Environmental news you can use when you're in there, ahem, using the toilet

When we bought our house I noticed that a Energy Star qualified dishwasher was installed in the kitchen, and I was like, "This is awesome! How green are we?" Here's the thing, though, our dishwasher could not possibly suck more. You put a mildly dirty dish in there and it comes out maybe 10 percent cleaner than it went in. To be honest, most of the time it comes back in the very same state of dirtiness, but with the added bonus a film of detergent. Nice. I often use our dishwasher as a storage for dirty dishes when the pile in the sink gets overwhelming. I run it, to see if maybe this time the magic will happen, and inevitably the load comes out even dirtier than it went in. This is because our Energy Star dishwasher takes, say, a piece of parsley that has been inconceivably left on a plate, crushes it into thousands of tiny pieces, and redistributes them all over everything else. Then I take everything out and hand wash it. Washing everything TWO times. AWESOME for the environment.

Maybe there's something we should be doing, I don't know. We're new homeowners and I will not be surprised at all if one day our dining room wall crumbles to the ground and we're like, "Oh, were we supposed to be emptying that weird canister thing in the basement?"

Whatever, I've gone a little off topic. The point is that I just learned something that's pretty interesting, and involves a sacrifice I think I can make. Soft, two-ply toilet paper? It's so bad for the environment! Read the story on findingDulcinea and then, that's right, buy some eco-friendly, possibly - I admit it - scratchier, toilet paper.

There's a good list of the worst offenders - and best alternatives - by Greenpeace linked from the story. I know most people don't want to sacrifice comfort, but try it, see how good you feel about yourself. Meanwhile, I promise to stop expecting miracles from my obviously defunct dishwasher. Hand washing and one-ply from now on. Because I love this planet.

Potential disaster (of the staying-in-my-robe-all-day variety)

A few of my friends have been urging me to read the "Twilight" book series by Stephanie Meyer but I've been a little nervous about delving in - I mean, remember the "Harry Potter" debacle? The last book in the series? Sobbing on the couch, like in the middle of a weekday when I should have been working? Plus, I don't read vampire books. And furthermore, I thought I was going to start on good literature again? Maybe read "The Elegance of the Hedgehog" or reread "Wuthering Heights." I've been stuck on mysteries forever and I need to move on. And moving on to a series of vampire books written for young adults doesn't cut it, I don't think so, not with the intellectual set.

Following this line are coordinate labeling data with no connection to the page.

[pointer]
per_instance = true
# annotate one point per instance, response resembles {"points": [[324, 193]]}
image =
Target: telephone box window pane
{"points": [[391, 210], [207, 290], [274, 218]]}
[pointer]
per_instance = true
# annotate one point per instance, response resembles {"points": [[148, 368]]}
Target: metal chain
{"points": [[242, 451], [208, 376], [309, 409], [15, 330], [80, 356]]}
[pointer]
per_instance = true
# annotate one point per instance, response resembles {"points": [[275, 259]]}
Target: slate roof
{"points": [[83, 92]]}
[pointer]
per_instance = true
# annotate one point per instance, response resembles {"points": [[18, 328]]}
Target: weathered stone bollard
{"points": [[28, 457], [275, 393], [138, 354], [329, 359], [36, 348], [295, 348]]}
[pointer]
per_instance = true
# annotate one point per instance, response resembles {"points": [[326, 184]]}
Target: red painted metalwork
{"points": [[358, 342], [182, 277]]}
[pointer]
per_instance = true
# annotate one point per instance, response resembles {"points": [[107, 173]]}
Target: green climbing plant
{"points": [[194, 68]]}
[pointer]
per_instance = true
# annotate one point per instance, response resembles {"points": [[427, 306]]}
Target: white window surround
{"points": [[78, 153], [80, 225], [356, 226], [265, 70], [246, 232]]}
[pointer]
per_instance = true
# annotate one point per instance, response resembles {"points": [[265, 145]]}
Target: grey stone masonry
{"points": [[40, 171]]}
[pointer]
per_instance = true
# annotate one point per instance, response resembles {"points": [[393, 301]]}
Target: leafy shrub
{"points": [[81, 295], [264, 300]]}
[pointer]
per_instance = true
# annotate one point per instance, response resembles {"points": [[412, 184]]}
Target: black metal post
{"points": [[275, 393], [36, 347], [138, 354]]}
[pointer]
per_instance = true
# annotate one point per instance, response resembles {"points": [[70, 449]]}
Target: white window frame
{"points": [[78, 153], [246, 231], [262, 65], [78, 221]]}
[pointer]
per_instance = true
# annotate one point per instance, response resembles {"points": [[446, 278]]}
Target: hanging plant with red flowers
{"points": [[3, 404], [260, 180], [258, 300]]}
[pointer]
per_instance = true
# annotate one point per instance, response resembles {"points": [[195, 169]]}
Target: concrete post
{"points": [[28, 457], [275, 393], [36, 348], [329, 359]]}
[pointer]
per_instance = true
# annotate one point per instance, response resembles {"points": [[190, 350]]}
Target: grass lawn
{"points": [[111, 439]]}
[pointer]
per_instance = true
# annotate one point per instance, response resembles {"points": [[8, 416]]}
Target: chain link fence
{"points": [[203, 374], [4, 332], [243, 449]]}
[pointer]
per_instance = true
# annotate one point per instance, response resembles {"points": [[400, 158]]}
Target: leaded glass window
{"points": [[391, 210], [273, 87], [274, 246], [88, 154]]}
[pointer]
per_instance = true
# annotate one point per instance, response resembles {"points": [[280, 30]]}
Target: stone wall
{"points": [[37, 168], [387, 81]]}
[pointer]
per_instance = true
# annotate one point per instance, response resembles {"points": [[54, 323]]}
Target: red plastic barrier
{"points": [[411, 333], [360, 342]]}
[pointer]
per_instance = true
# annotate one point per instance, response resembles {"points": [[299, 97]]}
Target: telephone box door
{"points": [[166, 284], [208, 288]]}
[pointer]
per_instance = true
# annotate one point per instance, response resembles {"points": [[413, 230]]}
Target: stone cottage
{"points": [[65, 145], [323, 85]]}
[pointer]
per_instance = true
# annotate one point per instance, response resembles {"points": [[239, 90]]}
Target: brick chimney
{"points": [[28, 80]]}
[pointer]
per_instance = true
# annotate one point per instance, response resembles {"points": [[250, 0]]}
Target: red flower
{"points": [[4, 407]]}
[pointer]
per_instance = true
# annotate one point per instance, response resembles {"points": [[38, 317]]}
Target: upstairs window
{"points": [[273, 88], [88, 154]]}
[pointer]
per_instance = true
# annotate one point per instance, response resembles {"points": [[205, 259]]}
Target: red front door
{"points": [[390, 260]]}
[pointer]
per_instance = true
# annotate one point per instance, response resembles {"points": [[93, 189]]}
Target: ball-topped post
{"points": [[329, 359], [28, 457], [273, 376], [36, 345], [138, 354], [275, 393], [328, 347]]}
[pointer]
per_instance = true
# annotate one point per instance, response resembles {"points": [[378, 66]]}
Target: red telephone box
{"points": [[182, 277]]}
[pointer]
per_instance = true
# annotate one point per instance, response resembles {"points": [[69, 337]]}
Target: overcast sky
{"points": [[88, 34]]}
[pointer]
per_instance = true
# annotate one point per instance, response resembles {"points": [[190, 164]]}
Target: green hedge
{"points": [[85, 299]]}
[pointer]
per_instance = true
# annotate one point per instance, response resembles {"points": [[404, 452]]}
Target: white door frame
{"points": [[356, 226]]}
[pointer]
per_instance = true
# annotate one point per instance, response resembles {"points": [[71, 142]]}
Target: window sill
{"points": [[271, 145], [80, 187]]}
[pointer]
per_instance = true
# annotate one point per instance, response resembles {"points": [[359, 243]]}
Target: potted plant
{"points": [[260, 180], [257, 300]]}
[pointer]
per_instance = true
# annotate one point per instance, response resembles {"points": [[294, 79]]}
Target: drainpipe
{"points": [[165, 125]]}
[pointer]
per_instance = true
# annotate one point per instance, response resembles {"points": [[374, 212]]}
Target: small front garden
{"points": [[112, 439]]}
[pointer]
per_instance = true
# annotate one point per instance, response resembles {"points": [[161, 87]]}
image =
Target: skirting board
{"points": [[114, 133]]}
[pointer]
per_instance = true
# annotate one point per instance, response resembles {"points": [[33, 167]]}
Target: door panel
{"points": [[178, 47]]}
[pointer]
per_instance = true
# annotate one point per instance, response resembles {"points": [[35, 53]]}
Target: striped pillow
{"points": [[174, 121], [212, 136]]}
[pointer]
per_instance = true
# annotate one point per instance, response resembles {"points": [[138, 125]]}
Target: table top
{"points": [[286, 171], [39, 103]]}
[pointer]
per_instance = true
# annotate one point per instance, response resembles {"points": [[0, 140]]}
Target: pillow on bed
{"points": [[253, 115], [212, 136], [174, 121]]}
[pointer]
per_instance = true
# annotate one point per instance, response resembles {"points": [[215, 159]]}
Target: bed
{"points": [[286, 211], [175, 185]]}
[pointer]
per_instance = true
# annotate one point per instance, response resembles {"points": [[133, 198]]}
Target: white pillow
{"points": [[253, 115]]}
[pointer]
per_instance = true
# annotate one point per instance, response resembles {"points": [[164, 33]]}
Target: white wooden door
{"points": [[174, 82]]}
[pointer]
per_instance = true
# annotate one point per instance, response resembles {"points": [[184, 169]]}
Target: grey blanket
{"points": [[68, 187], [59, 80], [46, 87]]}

But the thing is I got to Grand Central a few minutes early for my train last night and hopped into Hudson News to see what was happening in the celebrity gossip mags and there it was right in front of my face. "Twilight," the first book in the series. So I picked it up, and before I could get a grip and put it back one of the sales clerks was all "Are you ready to pay? Ready to pay??" and since it's insane with commuters in there at 6 p.m. and none of them had time for my indecision I said yes, and I bought it.

I haven't started it yet because I have been (and I really mean this) looking to become a little more productive lately on the creativity front. Maybe do some more freelancing or something. It's been a long winter - that is apparently never going to end - and Nora and I have been cooped up inside for way too long. The last thing I need is a book series addiction that will result in more time on the couch, and less time, um, OFF the couch.

So my entire ride home from New York, I didn't touch it, afraid to begin. Instead I listened to old episodes of "This American Life," ones I've already heard, on my iPod and tried to ignore the cover of the book, basically radiating from inside my bag.

We'll see how long I can hold off. Who knows, maybe I'll get real into an old fave from college instead, say Kant's "Critique of Pure Reason." Probably I will! Take THAT pop culture.